A money market account is a type of savings account that typically pays higher interest rates than a standard savings account in exchange for requiring a higher minimum balance.
While the interest rate on a money market account is usually higher than the rate on a regular savings account, it’s still relatively low compared to other investments such as stocks or bonds.
How Does a Money Market Account Work?
A money market account is similar to a savings account in that you can deposit and withdraw money at any time without penalty. The main difference is that a money market account typically pays a higher interest rate than a savings account.
To open a money market account, you’ll need to deposit a minimum amount of money, which will vary depending on the bank or credit union. Once you have the minimum deposit, you can use the account like a regular savings account. This means you can make as many deposits and withdrawals as you want without penalty.
However, if you make more than six withdrawals from your account per month, you may be charged fees by your bank or credit union. And if you exceed the Federal Reserve’s limit on transfers from savings accounts—which is currently six per month—you may also be subject to fees.
There are several key differences between money market accounts and regular savings accounts, including the following:
- Minimum Balance: Money market accounts typically require a higher minimum balance than regular savings accounts. This minimum balance can range from $1,000 to $25,000.
- Interest Rate: Money market accounts also typically offer a higher interest rate than regular savings accounts. The interest rate on a money market account is variable and depends on the financial institution as well as the current market conditions.

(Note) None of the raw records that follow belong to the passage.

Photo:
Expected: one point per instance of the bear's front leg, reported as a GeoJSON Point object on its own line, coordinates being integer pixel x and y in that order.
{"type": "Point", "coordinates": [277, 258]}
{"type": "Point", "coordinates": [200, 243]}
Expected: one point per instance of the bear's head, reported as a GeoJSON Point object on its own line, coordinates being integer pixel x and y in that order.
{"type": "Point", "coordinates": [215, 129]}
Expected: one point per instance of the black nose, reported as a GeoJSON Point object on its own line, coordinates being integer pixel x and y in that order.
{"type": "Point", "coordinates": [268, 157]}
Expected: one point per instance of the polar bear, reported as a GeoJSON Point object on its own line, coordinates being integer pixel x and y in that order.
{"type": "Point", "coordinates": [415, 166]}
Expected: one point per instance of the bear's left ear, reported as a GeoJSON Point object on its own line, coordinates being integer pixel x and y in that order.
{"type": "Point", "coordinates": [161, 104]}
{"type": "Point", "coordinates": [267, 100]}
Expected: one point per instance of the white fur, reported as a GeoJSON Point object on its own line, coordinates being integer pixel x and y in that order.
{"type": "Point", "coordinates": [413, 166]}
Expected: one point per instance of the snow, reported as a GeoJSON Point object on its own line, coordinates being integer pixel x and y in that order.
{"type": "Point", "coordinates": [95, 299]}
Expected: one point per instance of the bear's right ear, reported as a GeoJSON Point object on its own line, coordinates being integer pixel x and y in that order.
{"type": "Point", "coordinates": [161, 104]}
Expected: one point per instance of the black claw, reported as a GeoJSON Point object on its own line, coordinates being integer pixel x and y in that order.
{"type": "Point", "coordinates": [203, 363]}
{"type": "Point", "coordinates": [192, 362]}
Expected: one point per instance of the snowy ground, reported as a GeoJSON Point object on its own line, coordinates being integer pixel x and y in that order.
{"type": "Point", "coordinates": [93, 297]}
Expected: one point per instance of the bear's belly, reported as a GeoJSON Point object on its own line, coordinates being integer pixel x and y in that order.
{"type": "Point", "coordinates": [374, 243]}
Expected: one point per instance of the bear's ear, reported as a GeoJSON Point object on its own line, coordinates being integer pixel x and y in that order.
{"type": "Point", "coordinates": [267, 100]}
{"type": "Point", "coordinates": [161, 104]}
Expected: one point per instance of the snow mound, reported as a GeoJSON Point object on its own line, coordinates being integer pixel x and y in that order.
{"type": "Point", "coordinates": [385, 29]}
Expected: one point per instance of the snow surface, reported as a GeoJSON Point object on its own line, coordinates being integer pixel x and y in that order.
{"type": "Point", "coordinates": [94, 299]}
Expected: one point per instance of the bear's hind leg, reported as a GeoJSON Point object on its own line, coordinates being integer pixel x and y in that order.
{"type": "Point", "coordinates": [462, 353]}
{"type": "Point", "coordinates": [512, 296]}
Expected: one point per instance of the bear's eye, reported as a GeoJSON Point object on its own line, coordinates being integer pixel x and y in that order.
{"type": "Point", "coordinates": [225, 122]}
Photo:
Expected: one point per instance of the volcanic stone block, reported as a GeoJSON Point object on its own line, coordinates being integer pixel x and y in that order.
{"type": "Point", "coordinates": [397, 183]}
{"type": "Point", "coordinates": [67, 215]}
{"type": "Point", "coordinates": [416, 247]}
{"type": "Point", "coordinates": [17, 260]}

- Withdrawals: Money market accounts typically allow six withdrawals per month, while regular savings account have no limit on the number of withdrawals you can make.
- Checks: Some money market accounts come with a debit card and/or checks, while others do not.
How to Open a Money Market Account
There are a few things you’ll need in order to open a money market account, including the following:
- A valid form of identification, such as a driver’s license or passport
- Your Social Security number
- Your date of birth
- Your current address
- Your email address
Once you have all of the required documentation, you can open a money market account either online or in person at a bank or credit union branch. The process for opening an account online is typically quicker and easier than opening an account in person.
When you open a money market account, you’ll be asked to make an initial deposit. This deposit is typically in the form of a check or electronic transfer from another bank account. Once your deposit has been processed, you’ll be able to start using your money market account.
Usage Requirements for Money Market Accounts
Once you have opened a money market account, there are usually certain usage requirements that must be met in order to avoid fees. For example, many institutions require that you maintain a minimum balance in your account at all times. If you fall below this minimum balance, you may be charged a fee. Additionally, most institutions limit the number of transactions (withdrawals, transfers, etc.) that you can make per month without incurring a fee. Be sure to review the usage requirements for your particular account so that you avoid any unwanted surprises down the road.
What Are the Benefits of a Money Market Account?
The main benefit of having a money market account is that it offers relatively high interest rates, which can help your money grow faster than it would in a regular savings account. In addition, money market accounts offer liquidity, which means you can access your deposited funds at any time without penalty.
Should You Get a Money Market Account?
Whether or not you should get a money market account depends on your financial goals and needs. If you’re looking for an investment with higher potential returns than what’s offered by most savings accounts, then investing in stocks or bonds may be right for you.
On the other hand, if you want to keep your money safe while still earning some interest, and you don’t mind keeping track of your monthly withdrawals, then a money market account could be a good option for you.